Juliane Kloidt received her degree in 2021 and then joined the Center for Doctoral Training in Socially Intelligent Artificial Agents here on a project, entitled, “Improving engagement with mobile health apps by understanding (mis)alignment between design elements and personal characteristics.” Her supervisors are Lawrence Barsalou from the University of Glasgow (primary) and Aleksandar Matic from Koa Health (secondary).
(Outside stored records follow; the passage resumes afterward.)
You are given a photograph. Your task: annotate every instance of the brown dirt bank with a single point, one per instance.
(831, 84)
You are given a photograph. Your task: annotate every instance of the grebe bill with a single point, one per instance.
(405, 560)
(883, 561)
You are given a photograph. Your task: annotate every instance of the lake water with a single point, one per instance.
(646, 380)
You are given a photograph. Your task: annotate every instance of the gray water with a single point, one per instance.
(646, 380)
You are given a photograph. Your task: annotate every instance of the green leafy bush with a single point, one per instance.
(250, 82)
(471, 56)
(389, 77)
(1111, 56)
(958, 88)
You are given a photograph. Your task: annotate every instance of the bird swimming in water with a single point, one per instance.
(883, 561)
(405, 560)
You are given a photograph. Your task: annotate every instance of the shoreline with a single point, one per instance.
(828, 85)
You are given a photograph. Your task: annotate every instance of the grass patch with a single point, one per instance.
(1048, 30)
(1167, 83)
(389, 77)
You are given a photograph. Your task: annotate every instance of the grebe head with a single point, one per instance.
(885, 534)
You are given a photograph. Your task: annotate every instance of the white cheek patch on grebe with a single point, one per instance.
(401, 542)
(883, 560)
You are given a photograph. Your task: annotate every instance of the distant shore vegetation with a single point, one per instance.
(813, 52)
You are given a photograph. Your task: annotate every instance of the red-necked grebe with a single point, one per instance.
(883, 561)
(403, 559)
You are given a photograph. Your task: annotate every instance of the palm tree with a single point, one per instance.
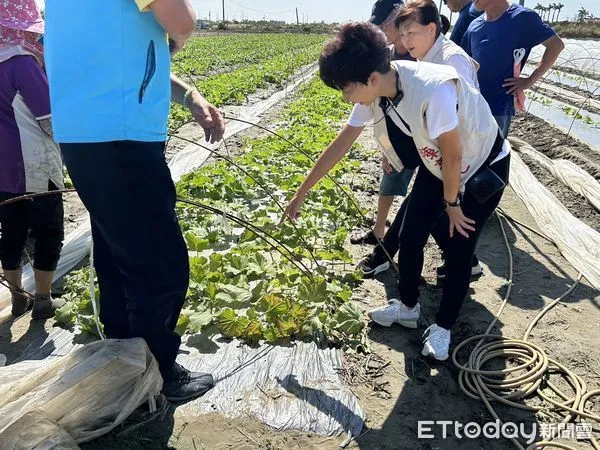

Project abstract. This project will deepen understanding of how to personalise mobile health apps to user personal characteristics aiming to improve the engagement and ultimately intervention effectiveness. The main objectives will be the following: (1) Identify specific links between personal characteristics and service design elements that predict engagement and/or drop-outs, (2) Explore if the engagement with mobile health apps can be improved by avoiding misaligned (reinforcing aligned) design elements with personal characteristics that pre-dominantly drive drop-outs (engagement), (3) Deliver a set of takeaways for designing socially intelligent interfaces aware of personal characteristics
Extensive literature research will be first conducted to characterise design elements, and to identify the links to personal characteristics that can influence engagement. This will result in a set of hypotheses on the relationship between different personal characteristics and the engagement mechanisms. Sequentially, one or more studies will be conducted to capture personal traits of the users who have already used a selected set of relevant mobile health apps. By applying standard statistical methods as well as machine learning (to unpack more complex interplay between personal characteristics and design elements), this data will be used to identify engagement/drop-out predictors. The learnings will be used to design and test personalisation in a real-world scenario.